All the children have since recovered, although one of the boys told the tribunal that he has suffered recurrent headaches since the incident.
The investigation by the HSE and Greater Manchester Police found that the dive training staff had obtained air fills supplied by Aqua Logistics Limited. The investigation determined that Shearn had not correctly installed and maintained the compressor. A fire in the filtration system resulted in the tanks being filled with contaminated air which was subsequently supplied to YU Diving. A CO sensor that would have shut down the compressor in such an event was found to be not working at the time.
Geoffrey Gordon Shearn, the sole director of Aqua Logistics, pleaded guilty to breaching section 37 of the Health & Safety at Work Act. He was given a 12-month community order with a requirement for 100 hours unpaid work and ordered to pay £5,000 costs.
The compressor that contaminated the air fills. had been used without problems for two years prior to the incident. Andrew McGhee, acting on behalf of Aqua Logistics said that 'there was no evidence any "obvious industry standard" had been neglected' by Aqua Logistics, which he described as a 'hugely conscientious company'. McGhee added that Shearn was 'a man of good character and an upstanding professional in his field' who was 'absolutely shaken and taken aback' and had expressed 'genuine and deep remorse' following the incident.

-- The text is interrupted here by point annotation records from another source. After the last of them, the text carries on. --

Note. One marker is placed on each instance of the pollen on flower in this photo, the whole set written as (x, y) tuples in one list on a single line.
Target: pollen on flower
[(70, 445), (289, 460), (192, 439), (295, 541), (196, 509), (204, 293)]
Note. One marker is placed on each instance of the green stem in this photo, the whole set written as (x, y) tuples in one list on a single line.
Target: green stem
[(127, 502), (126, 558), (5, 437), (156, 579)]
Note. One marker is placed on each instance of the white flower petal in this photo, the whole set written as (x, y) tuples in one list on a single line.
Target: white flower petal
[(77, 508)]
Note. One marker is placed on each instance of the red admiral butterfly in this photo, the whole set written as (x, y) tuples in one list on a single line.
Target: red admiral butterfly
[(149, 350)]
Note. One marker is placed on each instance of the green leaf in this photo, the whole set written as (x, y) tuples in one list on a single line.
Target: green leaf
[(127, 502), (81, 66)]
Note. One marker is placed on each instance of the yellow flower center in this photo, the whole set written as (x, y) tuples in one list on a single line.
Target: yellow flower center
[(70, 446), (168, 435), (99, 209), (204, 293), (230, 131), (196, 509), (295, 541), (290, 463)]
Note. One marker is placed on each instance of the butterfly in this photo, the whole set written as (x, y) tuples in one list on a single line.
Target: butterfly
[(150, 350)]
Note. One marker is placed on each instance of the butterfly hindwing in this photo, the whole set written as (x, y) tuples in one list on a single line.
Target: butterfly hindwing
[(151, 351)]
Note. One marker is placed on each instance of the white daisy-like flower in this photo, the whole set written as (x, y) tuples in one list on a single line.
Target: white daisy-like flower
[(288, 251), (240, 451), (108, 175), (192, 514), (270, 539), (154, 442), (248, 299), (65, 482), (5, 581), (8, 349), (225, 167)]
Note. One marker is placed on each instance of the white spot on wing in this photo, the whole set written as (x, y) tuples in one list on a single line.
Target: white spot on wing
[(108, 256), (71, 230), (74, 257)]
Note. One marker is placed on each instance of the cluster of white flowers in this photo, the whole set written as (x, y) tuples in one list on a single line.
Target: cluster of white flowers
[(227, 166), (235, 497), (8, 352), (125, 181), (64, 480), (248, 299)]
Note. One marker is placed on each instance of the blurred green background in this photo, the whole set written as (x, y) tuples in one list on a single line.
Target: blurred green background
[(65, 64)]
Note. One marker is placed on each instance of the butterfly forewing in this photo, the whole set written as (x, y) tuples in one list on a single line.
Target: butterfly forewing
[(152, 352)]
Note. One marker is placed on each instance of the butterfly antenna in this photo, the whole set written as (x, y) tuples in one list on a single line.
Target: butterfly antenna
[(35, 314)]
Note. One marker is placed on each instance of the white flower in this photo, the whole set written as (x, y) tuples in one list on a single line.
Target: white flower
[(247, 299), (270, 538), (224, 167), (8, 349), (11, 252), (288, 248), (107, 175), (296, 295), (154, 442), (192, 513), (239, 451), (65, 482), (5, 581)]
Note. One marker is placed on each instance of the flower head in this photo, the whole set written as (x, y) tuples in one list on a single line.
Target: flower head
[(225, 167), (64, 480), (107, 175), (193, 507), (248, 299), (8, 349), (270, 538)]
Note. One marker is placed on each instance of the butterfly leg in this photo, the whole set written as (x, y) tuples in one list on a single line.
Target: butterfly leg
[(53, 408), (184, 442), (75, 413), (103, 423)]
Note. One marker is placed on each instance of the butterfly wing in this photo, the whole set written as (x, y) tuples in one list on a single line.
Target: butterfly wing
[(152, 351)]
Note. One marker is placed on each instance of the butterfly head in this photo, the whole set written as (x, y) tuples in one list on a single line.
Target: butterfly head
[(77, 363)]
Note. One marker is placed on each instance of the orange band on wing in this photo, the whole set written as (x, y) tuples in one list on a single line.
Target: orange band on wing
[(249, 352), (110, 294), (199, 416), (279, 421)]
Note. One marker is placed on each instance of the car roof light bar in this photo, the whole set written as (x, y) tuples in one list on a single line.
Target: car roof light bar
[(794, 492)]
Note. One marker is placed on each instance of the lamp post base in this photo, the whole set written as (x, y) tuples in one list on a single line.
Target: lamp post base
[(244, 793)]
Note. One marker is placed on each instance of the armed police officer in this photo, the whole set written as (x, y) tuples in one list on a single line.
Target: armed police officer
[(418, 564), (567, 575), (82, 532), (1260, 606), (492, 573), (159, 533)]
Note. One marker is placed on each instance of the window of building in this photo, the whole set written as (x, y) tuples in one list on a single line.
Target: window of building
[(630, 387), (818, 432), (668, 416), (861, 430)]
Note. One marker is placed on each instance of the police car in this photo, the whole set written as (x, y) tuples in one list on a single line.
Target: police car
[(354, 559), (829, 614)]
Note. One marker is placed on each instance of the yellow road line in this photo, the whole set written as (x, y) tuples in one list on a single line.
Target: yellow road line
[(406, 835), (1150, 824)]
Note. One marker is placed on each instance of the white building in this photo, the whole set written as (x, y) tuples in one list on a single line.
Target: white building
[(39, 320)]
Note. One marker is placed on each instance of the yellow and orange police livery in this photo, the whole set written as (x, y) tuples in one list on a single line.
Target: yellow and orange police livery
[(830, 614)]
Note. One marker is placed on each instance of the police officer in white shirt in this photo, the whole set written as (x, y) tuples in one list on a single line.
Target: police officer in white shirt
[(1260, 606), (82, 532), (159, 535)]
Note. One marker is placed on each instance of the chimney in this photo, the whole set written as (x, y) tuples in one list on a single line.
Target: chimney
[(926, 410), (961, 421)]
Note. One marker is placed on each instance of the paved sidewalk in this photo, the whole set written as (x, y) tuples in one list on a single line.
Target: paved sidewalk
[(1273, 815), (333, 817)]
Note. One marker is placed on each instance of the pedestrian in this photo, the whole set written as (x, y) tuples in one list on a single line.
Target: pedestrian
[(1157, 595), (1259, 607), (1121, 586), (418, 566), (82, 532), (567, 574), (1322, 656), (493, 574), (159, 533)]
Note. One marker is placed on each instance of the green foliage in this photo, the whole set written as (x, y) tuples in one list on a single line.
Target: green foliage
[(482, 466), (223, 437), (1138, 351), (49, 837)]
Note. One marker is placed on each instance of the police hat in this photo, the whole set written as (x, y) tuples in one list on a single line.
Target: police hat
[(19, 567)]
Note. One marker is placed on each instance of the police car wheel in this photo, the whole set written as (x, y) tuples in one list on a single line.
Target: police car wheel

District Judge Mark Hadfield described the contamination of the compressor as being of 'the utmost seriousness', but 'very much an isolated incident from an unknown cause,' adding: 'This was an extremely unique event brought about by a combination of factors as yet unexplained. It was not foreseeable and no risk was run, or recklessly run.'
Speaking after the hearing, HSE specialist diving inspector Richard Martins said: 'This case highlights the importance of ensuring that compressed breathing air sold to the public is safe. The quality of the air supplied is essential to the preservation of life.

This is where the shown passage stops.